Assuming that determinists are wrong, and that the Creator is not responsible for the shortcomings of His creatures, the only fault for which primeval man could possibly be held to be answerable is that of not controlling his animal instincts so soon as he commenced to be conscious and could no longer claim the excuse of innocence. Probably he did his best, and began to improve himself ever so little. In that case, as the Church Times sapiently remarks, there was no Fall, but an advance. Or, adopting a compromise suggested by an American divine, he fell upward! If he did not strive as much as he might have done, there was, at all events, no sudden leap over a precipice; for the gift of increased consciousness, such as the human being now possesses, must have evolved very gradually. However, the creation of the world and all that therein is was also exceedingly gradual, and yet the pious find themselves able to consider the Bible account to be an accurate though allegorical representation of the process; so there is really nothing to prevent them from considering the account of a remarkable incident in a certain garden during a hot summer’s day, shortly after man put in his appearance on this globe, to be a true representation of the perverse conduct of their ancestors through countless ages.

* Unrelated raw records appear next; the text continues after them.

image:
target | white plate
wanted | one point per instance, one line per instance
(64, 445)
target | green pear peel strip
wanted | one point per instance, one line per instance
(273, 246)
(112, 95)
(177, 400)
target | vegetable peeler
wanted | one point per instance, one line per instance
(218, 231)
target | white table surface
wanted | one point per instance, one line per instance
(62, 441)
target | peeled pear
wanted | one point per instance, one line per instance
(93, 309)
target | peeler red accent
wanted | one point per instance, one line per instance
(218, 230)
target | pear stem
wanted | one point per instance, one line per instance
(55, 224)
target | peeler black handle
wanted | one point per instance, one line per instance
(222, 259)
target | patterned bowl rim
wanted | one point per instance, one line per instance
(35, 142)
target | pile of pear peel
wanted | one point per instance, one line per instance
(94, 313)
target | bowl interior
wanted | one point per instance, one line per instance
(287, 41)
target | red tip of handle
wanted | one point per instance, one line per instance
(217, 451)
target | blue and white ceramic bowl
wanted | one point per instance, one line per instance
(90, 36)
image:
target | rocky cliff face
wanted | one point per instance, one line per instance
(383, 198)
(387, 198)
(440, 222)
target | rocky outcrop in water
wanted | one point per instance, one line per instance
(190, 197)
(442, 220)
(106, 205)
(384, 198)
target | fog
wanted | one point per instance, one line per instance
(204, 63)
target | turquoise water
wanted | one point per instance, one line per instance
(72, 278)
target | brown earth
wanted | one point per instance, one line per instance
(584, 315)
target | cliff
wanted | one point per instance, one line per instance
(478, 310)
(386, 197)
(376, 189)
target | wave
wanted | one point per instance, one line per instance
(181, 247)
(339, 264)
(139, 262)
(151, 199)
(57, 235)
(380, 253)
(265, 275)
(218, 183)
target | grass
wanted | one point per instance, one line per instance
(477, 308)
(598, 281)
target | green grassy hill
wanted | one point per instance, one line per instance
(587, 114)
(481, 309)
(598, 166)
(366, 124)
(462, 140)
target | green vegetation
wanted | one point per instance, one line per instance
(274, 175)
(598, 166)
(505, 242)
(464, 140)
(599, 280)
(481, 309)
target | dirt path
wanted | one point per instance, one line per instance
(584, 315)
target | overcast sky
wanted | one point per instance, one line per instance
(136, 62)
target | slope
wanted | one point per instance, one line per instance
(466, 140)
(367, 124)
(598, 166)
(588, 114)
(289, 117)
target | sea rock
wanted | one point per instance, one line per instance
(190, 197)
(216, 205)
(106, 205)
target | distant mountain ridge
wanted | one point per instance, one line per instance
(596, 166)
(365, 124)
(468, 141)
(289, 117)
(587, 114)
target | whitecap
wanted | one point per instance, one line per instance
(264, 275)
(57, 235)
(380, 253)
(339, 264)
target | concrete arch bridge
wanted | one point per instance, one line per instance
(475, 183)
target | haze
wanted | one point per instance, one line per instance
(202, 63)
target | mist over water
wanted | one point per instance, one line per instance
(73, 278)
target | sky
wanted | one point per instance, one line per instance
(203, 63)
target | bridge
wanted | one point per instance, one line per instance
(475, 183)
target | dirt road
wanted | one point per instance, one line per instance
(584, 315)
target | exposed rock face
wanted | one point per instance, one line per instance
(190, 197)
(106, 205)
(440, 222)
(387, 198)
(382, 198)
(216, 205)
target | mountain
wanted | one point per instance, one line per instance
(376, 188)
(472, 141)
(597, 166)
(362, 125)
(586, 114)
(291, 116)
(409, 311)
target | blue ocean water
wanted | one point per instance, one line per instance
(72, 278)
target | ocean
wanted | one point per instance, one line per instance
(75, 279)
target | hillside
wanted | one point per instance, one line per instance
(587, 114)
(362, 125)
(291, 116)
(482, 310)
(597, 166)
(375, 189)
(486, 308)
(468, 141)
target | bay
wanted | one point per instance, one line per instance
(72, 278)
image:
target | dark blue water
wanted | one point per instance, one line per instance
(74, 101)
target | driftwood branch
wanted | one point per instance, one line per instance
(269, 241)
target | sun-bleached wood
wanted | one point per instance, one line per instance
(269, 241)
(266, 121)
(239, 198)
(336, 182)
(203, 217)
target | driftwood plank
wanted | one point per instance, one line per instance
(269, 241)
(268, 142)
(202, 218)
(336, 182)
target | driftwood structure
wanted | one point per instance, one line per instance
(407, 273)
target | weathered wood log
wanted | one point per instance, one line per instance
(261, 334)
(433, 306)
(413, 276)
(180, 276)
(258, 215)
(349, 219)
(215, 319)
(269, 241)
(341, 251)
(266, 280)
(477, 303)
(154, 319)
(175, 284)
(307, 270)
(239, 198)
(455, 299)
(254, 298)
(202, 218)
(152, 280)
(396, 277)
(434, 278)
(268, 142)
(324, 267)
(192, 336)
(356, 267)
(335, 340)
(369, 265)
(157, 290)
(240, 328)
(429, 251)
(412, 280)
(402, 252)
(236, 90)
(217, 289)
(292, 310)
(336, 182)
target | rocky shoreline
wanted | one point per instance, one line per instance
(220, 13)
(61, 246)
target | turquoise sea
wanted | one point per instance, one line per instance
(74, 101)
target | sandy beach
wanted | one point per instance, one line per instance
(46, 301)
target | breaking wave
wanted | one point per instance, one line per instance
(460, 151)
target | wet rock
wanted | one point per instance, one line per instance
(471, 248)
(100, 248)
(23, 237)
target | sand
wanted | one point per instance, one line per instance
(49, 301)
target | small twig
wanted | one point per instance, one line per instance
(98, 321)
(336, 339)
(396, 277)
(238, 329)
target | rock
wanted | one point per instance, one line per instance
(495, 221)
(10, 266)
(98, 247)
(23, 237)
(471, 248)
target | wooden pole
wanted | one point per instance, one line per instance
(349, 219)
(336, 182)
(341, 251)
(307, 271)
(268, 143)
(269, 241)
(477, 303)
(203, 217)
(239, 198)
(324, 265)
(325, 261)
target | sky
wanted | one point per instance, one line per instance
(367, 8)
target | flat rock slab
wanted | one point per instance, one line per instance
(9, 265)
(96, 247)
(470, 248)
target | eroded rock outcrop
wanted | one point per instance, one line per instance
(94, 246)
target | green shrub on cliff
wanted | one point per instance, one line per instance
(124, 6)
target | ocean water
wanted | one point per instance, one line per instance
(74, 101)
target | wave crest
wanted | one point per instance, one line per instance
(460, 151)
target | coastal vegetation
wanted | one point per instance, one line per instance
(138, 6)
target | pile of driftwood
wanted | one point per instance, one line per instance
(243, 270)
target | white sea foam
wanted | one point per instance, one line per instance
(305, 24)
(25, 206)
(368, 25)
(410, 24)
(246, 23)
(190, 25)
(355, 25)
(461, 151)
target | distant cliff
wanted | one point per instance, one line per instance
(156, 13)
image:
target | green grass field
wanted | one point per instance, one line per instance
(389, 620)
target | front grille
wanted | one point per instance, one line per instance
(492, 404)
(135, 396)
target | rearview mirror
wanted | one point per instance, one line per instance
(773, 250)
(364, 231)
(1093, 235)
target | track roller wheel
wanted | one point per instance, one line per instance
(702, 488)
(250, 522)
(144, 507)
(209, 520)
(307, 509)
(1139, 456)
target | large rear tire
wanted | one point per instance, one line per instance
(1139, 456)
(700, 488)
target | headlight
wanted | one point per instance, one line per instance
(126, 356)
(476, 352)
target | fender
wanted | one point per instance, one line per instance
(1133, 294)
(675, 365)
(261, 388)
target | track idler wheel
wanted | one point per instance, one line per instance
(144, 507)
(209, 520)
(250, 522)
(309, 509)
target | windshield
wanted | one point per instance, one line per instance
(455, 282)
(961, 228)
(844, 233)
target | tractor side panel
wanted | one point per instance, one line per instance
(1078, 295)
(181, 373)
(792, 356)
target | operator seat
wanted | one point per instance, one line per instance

For this so-called “Fall” we are to be visited with a death which will be the end of our hopes if we do not believe in Christ. This, then, is the new threat held over the unbeliever: he will forfeit his right to immortality. As it is in place of the old-fashioned consignment to hell, we may hope, for the sake of the human race as a whole, past and present, that the new Christian dogma is nearer the truth than the old. Most of us, however, will, I think, come to the conclusion that there has never been a “Fall” at all in any sense. Dr. Gore in one breath asks us to think man so much above the ape that his spiritual powers cannot have been evolved; yet, when science points out that they were evolved—that man rose so much above his relations—he still speaks of a fall! It is an outrage to our common sense. And, if there were a Fall, may we not say with the Persian poet?—
Oh Thou who didst with Pitfall and with Gin
Beset the Path I was to travel in,
Thou wilt not with Predestined Evil round
Enmesh me, and impute my Fall to Sin.
THE ARCHDEACON OF MANCHESTER’S THEORY.
Archdeacon J. M. Wilson tells us[55] that “We are taking our part in the long struggle of good against evil. This has been often pictured to us as the struggle of God against some Personal Power of Evil which we call Satan, the fact of struggle suggesting two rival powers. But the evolutionary way of regarding it presents the struggle as one of the divine element in man struggling to overcome the purely animal inheritance of lust and passion inherited from a far by-gone stage.” Dr. Wilson, therefore, believes, as every thorough evolutionist must believe, that we have to look to an animal and not a human ancestor for the ultimate origin of what we call sin. But we want to know where the “Fall” comes in, and this he has explained elsewhere,[56] in what seems to me to be the only possible way open to an evolutionist. He says: “Man fell, according to science, when he first became conscious of the conflict of freedom and conscience; and each individual man falls as his ancestor fell.” Dr. Wilson does not attempt to make out that there was any particular “fall” at any particular period in man’s history, such as Dr. Gore apparently still clings to; but he plainly tells us: “I do not mean to say that there is a particular moment at which men fell: it is not so. It is a continuous struggle of good and evil.” He continues: “I see in this nothing to conflict with a legitimate interpretation of the story of the Fall in the third chapter of Genesis. Such a narrative is not an illusion, still less a mere fiction; it is, as all teaching of spiritual truth must be, a temporary and figurative mode of expression.” In other words, Dr. Wilson considers these early chapters of Genesis, and probably a great deal more of the Old Testament and some of the New, to be only an allegory. With regard to the Atonement difficulty, Dr. Wilson’s argument is simply that “We need only to look at the world as it is to see the struggle of the two-fold nature in man; to see that it has need of a Redemption, of a Saviour.” Few, I fear, will accept this latest explanation by a learned and earnest believer. Theologians, in Dr. Wilson’s opinion, have made a grievous mistake when they say: “If the story of the Fall is not literally true, then it is literally false, and with it goes the need of a Redemption, of a Saviour.” Yet most people—and these will include the whole body both of the old-fashioned orthodox and of the unbelievers—will certainly side with those “grievously mistaken” theologians.
THE RATIONALIST’S THEORY.
To many of us there seems no need whatever to have recourse to the supernatural in order to account for the origin of sin. It is not one of the mysteries of life. When we know who our ancestors were, and hence why we possess certain instincts, it is quite unnecessary to predicate a “Fall.” Details of the Rationalist’s view of sin (and of the reasons for morality) will be found in the last chapter of this book.